Doc ref: 10667/12;24467/12 • ECHR ID: 001-165355

Document date: June 28, 2016

Cited paragraphs only

SECOND SECTION

DECISION

Applications nos. 10667/12 and 24467/12 Tamer TABAR against Turkey and Ceyhan AKÇİN against Turkey

The European Court of Human Rights (Second Section), sitting on 28 June 2016 as a Committee composed of:

Paul Lemmens, President, Ksenija Turković, Jon Fridrik Kjølbro, judges, and Hasan Bakırcı, Deputy Section Registrar,

Having regard to the above applications lodged on 23 December 2011 and 19 March 2012 respectively,

Having deliberated, decides as follows:

FACTS AND PROCEDURE

The applicant in the first case, Mr Tamer Tabar, is a Turkish national, who was born in 1978 and lives in Samsun He was represented before the Court by Mr L. Keskin and Mr H Özdemir, lawyers practising in Samsun.

The applicant in the second case, Mr Ceyhan Akçin, is a Turkish national, who was born in 1982 and lives in Samsun. He was represented before the Court by Mr L. Keskin, a lawyer practising in Samsun.

The Turkish Government (“the Government”) were represented by their Agent.

The applicants complained under Article 5 of the Convention about the room confinement imposed on them by their military superiors as a disciplinary measure.

The applicants’ complaints under Article 5 were communicated to the Government, who submitted their observations on the admissibility and merits. The observations were forwarded to the applicants, who were invited to submit their own observations.

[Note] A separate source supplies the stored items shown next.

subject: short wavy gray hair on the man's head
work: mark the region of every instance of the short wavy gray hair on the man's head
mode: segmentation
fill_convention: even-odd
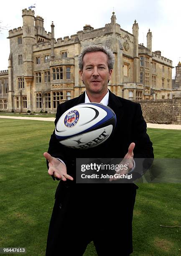
[[[113,52],[107,47],[107,46],[102,46],[102,45],[89,45],[85,46],[82,53],[79,55],[79,69],[82,71],[83,70],[83,57],[85,54],[89,52],[94,52],[94,51],[102,51],[107,55],[107,65],[108,69],[113,69],[114,63],[115,63],[115,56]]]

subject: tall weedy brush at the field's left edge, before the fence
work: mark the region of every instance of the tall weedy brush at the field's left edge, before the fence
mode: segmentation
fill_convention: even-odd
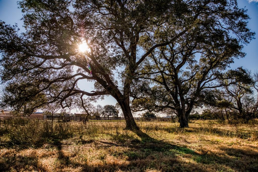
[[[38,147],[54,139],[72,137],[69,123],[52,123],[25,118],[0,121],[0,147]]]

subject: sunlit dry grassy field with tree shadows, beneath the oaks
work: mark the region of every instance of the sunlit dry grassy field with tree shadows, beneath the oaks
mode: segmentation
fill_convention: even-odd
[[[0,123],[0,171],[257,171],[258,125],[193,121]]]

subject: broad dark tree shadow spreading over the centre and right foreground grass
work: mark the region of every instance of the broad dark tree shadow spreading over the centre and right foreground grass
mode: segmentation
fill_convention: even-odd
[[[127,147],[125,151],[110,153],[111,156],[126,157],[129,162],[126,166],[109,165],[92,167],[85,170],[116,169],[130,171],[145,171],[147,169],[161,171],[257,171],[258,152],[250,149],[240,149],[230,146],[220,146],[219,152],[202,149],[201,153],[156,140],[151,137],[141,139],[132,138],[128,142],[127,135],[113,135],[113,142],[97,141],[104,149],[113,147]],[[122,142],[126,140],[126,142]],[[256,147],[257,148],[257,147]]]

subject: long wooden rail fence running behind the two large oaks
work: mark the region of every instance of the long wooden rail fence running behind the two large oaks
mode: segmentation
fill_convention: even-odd
[[[177,120],[177,117],[173,118],[134,118],[136,122],[144,121],[144,122],[171,122]],[[47,116],[47,120],[54,121],[54,122],[70,122],[70,121],[91,121],[91,122],[125,122],[125,118],[118,117],[118,118],[86,118],[83,116]]]

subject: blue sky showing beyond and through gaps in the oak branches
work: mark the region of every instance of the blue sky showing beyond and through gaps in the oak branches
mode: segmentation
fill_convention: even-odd
[[[236,59],[235,63],[231,65],[232,69],[235,69],[239,66],[247,68],[252,72],[258,70],[258,0],[238,0],[238,6],[240,8],[248,9],[247,14],[251,18],[248,23],[248,28],[252,32],[255,32],[255,40],[252,40],[250,44],[244,45],[243,52],[246,53],[246,57],[242,59]],[[20,32],[23,32],[22,28],[23,22],[20,21],[22,18],[21,9],[17,8],[17,0],[0,0],[0,20],[6,22],[6,24],[14,25],[18,24],[18,27],[21,29]],[[79,83],[81,89],[86,91],[91,91],[93,84],[84,82]],[[116,100],[111,96],[105,98],[104,100],[98,101],[97,104],[106,105],[106,104],[116,104]]]

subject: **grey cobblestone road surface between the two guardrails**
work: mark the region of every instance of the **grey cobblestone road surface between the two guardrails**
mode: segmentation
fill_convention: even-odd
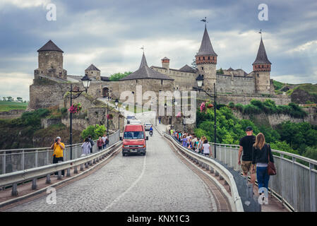
[[[147,132],[148,133],[148,132]],[[217,211],[203,181],[155,131],[145,156],[121,153],[94,174],[6,211]]]

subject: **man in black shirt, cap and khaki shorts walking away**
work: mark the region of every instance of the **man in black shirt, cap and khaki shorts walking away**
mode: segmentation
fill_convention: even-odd
[[[251,173],[251,184],[255,184],[256,182],[256,174],[252,171],[252,146],[253,143],[256,143],[256,136],[253,136],[253,129],[251,126],[246,127],[246,136],[240,139],[240,148],[239,148],[239,156],[238,156],[238,164],[241,165],[241,169],[243,171],[244,176],[248,176],[248,172]],[[242,155],[242,164],[241,164],[241,154]]]

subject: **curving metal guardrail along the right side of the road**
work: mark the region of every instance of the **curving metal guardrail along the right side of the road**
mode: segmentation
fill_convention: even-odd
[[[210,159],[209,157],[205,157],[203,155],[198,155],[197,153],[193,153],[187,148],[184,148],[179,143],[177,143],[172,136],[169,136],[166,132],[163,133],[163,135],[166,138],[169,138],[170,141],[172,141],[179,149],[181,149],[187,156],[189,156],[191,159],[198,161],[200,164],[204,164],[208,167],[210,167],[210,170],[215,170],[220,176],[225,179],[227,184],[230,186],[231,191],[231,200],[229,199],[230,206],[234,212],[244,212],[244,208],[241,202],[241,198],[239,196],[239,192],[237,189],[237,184],[234,181],[234,177],[229,172],[228,169],[220,165],[220,163],[216,162],[213,159]]]

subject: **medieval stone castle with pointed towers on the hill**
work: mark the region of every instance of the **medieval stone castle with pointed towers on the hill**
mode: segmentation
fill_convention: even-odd
[[[49,40],[38,52],[38,68],[34,71],[33,84],[30,85],[30,109],[51,107],[63,100],[68,91],[69,83],[81,86],[82,76],[68,75],[63,69],[63,51]],[[253,62],[253,71],[246,73],[242,69],[234,70],[231,67],[217,73],[217,54],[210,42],[207,28],[203,33],[201,47],[196,54],[196,68],[187,64],[181,69],[169,68],[169,59],[162,59],[162,66],[148,66],[143,52],[138,70],[119,81],[109,81],[109,77],[101,76],[100,70],[91,64],[85,69],[92,82],[88,94],[92,97],[118,98],[124,91],[136,93],[137,85],[142,85],[142,93],[148,90],[160,91],[193,90],[197,87],[197,79],[203,78],[203,89],[213,92],[214,83],[217,90],[217,102],[222,104],[249,103],[253,98],[265,100],[268,97],[275,100],[277,105],[287,105],[291,102],[286,95],[275,95],[273,80],[270,79],[271,63],[265,52],[261,37],[256,60]],[[119,71],[119,70],[118,70]],[[208,98],[203,93],[198,98]],[[124,100],[121,100],[124,101]],[[59,102],[61,105],[61,102]]]

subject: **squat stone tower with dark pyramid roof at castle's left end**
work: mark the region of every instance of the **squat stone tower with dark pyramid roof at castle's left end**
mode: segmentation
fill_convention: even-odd
[[[67,80],[67,71],[63,69],[64,52],[52,40],[49,40],[37,52],[39,66],[34,71],[35,76],[42,75]]]

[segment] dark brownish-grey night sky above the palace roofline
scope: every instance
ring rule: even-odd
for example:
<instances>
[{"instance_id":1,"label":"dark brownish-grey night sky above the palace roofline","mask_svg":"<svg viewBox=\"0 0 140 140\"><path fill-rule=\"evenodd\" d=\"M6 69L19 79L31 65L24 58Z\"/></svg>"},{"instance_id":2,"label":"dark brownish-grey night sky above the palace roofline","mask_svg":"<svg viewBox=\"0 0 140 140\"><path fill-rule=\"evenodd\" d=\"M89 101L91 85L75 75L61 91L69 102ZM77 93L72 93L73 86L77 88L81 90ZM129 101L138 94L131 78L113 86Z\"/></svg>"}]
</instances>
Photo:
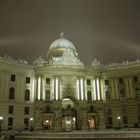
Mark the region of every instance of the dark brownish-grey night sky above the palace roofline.
<instances>
[{"instance_id":1,"label":"dark brownish-grey night sky above the palace roofline","mask_svg":"<svg viewBox=\"0 0 140 140\"><path fill-rule=\"evenodd\" d=\"M102 64L140 58L140 0L0 0L0 55L29 62L60 32L80 59Z\"/></svg>"}]
</instances>

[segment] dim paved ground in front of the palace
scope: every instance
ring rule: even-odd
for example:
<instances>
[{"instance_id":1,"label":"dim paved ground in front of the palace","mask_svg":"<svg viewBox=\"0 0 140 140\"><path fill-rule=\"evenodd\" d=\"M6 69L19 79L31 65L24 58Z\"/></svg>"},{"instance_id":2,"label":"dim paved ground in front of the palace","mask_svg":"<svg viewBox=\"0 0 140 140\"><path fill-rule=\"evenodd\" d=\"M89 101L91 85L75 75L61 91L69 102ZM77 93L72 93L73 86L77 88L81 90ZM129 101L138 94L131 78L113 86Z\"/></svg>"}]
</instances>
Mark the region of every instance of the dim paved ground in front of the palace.
<instances>
[{"instance_id":1,"label":"dim paved ground in front of the palace","mask_svg":"<svg viewBox=\"0 0 140 140\"><path fill-rule=\"evenodd\" d=\"M94 140L140 140L140 129L132 130L100 130L100 131L71 131L71 132L58 132L58 131L8 131L4 132L7 139L11 140L14 136L15 140L80 140L80 139L94 139Z\"/></svg>"}]
</instances>

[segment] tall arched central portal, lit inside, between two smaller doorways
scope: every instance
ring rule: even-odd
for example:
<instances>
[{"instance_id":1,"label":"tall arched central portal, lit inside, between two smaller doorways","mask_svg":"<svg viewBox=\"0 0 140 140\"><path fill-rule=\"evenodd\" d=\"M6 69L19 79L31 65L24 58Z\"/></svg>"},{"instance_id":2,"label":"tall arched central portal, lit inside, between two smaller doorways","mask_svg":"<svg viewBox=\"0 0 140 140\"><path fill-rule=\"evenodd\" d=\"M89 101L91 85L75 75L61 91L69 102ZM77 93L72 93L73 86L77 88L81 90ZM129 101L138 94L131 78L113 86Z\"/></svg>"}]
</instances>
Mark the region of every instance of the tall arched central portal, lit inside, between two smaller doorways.
<instances>
[{"instance_id":1,"label":"tall arched central portal, lit inside, between two smaller doorways","mask_svg":"<svg viewBox=\"0 0 140 140\"><path fill-rule=\"evenodd\" d=\"M62 119L61 128L64 131L71 131L76 129L77 110L75 102L70 98L62 100Z\"/></svg>"}]
</instances>

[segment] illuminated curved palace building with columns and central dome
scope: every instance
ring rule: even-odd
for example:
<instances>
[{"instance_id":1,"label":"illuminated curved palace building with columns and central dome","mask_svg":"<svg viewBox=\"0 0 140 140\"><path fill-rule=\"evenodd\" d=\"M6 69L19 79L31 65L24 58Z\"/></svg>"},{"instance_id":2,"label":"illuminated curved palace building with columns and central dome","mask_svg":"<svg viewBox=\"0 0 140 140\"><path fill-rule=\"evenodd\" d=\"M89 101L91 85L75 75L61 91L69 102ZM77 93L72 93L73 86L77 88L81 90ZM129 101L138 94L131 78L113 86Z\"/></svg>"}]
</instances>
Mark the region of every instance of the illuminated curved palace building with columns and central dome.
<instances>
[{"instance_id":1,"label":"illuminated curved palace building with columns and central dome","mask_svg":"<svg viewBox=\"0 0 140 140\"><path fill-rule=\"evenodd\" d=\"M0 116L2 130L140 127L140 61L85 66L61 33L46 60L0 57Z\"/></svg>"}]
</instances>

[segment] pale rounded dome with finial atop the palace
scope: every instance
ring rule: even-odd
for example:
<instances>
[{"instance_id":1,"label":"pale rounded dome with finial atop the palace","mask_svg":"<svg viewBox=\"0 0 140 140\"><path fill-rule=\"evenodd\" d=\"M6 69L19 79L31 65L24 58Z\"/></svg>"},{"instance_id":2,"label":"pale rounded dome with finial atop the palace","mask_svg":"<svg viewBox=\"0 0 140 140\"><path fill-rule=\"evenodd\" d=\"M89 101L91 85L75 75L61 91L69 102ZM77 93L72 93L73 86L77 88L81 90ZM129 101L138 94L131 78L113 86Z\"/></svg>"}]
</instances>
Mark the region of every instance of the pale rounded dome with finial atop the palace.
<instances>
[{"instance_id":1,"label":"pale rounded dome with finial atop the palace","mask_svg":"<svg viewBox=\"0 0 140 140\"><path fill-rule=\"evenodd\" d=\"M73 43L65 39L64 34L61 33L60 38L53 41L50 45L47 58L49 61L51 61L54 58L61 57L66 50L71 50L74 56L77 56L77 52Z\"/></svg>"}]
</instances>

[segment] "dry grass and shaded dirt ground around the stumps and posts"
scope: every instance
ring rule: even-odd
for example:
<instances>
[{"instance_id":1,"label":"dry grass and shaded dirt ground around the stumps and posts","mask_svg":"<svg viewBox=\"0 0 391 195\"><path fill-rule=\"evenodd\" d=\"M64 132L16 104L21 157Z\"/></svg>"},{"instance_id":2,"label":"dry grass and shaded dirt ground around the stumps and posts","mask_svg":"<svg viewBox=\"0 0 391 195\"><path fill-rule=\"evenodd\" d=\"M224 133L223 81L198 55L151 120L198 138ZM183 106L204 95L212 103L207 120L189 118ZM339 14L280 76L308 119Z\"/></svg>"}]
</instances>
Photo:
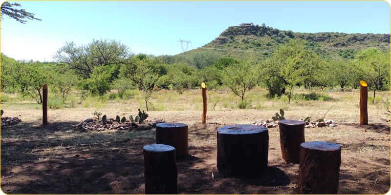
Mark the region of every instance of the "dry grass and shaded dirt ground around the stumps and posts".
<instances>
[{"instance_id":1,"label":"dry grass and shaded dirt ground around the stumps and posts","mask_svg":"<svg viewBox=\"0 0 391 195\"><path fill-rule=\"evenodd\" d=\"M179 194L295 194L298 164L282 160L277 128L269 129L269 174L255 180L218 178L216 130L223 125L269 119L280 109L285 111L285 118L317 119L332 106L325 119L336 121L338 126L306 129L305 141L341 145L339 194L385 194L390 189L390 115L386 114L382 101L389 101L390 91L376 93L374 103L368 104L369 126L358 125L358 90L295 89L290 104L286 97L269 99L266 93L260 88L249 91L246 97L250 106L239 109L240 98L230 91L208 91L205 125L201 124L200 90L187 90L182 95L168 90L153 93L148 119L189 125L192 157L177 162ZM50 97L54 95L49 94L52 104L61 104ZM81 98L75 92L65 105L59 106L61 109L48 110L49 124L42 126L41 105L16 94L2 93L3 116L22 119L15 126L1 128L2 191L6 194L143 194L142 147L154 143L154 129L142 132L74 129L77 123L93 117L95 111L108 117L128 118L136 115L139 108L145 110L141 93L130 91L129 97Z\"/></svg>"}]
</instances>

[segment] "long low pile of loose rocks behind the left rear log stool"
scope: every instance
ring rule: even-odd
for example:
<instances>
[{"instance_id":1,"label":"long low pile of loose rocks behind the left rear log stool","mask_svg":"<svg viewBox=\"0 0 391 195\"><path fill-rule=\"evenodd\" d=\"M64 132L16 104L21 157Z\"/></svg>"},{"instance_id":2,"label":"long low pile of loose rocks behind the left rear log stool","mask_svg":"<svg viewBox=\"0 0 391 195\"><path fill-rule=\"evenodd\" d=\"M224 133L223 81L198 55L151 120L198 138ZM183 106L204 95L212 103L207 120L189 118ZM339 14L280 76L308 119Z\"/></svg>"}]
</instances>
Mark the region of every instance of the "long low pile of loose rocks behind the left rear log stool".
<instances>
[{"instance_id":1,"label":"long low pile of loose rocks behind the left rear log stool","mask_svg":"<svg viewBox=\"0 0 391 195\"><path fill-rule=\"evenodd\" d=\"M96 119L93 118L87 118L85 121L79 123L76 125L76 129L82 130L82 131L106 131L111 129L118 129L118 130L149 130L153 127L156 127L157 123L165 122L162 119L158 120L151 120L151 121L144 121L148 122L148 124L136 124L134 122L131 122L130 120L126 120L124 123L118 123L114 118L107 118L106 124L103 125L102 121L99 120L99 123L96 124Z\"/></svg>"}]
</instances>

No reply was received to the Registry’s letter.

By letter dated 23 March 2016, sent by registered post, the applicants’ representative was notified that the period allowed for submission of their observations had expired on 11 December 2015 and that no extension of time had been requested. The applicants’ representative’s attention was drawn to Article 37 § 1 (a) of the Convention, which provides that the Court may strike a case out of its list of cases where the circumstances lead to the conclusion that the applicant does not intend to pursue the application. The applicants’ representative received this letter on 2 April 2016. However, no response has been received.

THE LAW

Having regard to the fact that the present applications concern the same facts and complaints and raise identical issues under the Convention, the Court decides to join them pursuant to Rule 42 § 1 of the rules of Court.

The Court considers that, in these circumstances, the applicants may be regarded as no longer wishing to pursue their applications, within the meaning of Article 37 § 1 (a) of the Convention. Furthermore, in accordance with Article 37 § 1 in fine , the Court finds no special circumstances regarding respect for human rights as defined in the Convention and its Protocols which require the continued examination of the cases.

In view of the above, it is appropriate to strike the cases out of the list.

For these reasons, the Court, unanimously,

Decides to join the applications,

Decides to strike the applications out of its list of cases.

Done in English and notified in writing on 21 July 2016.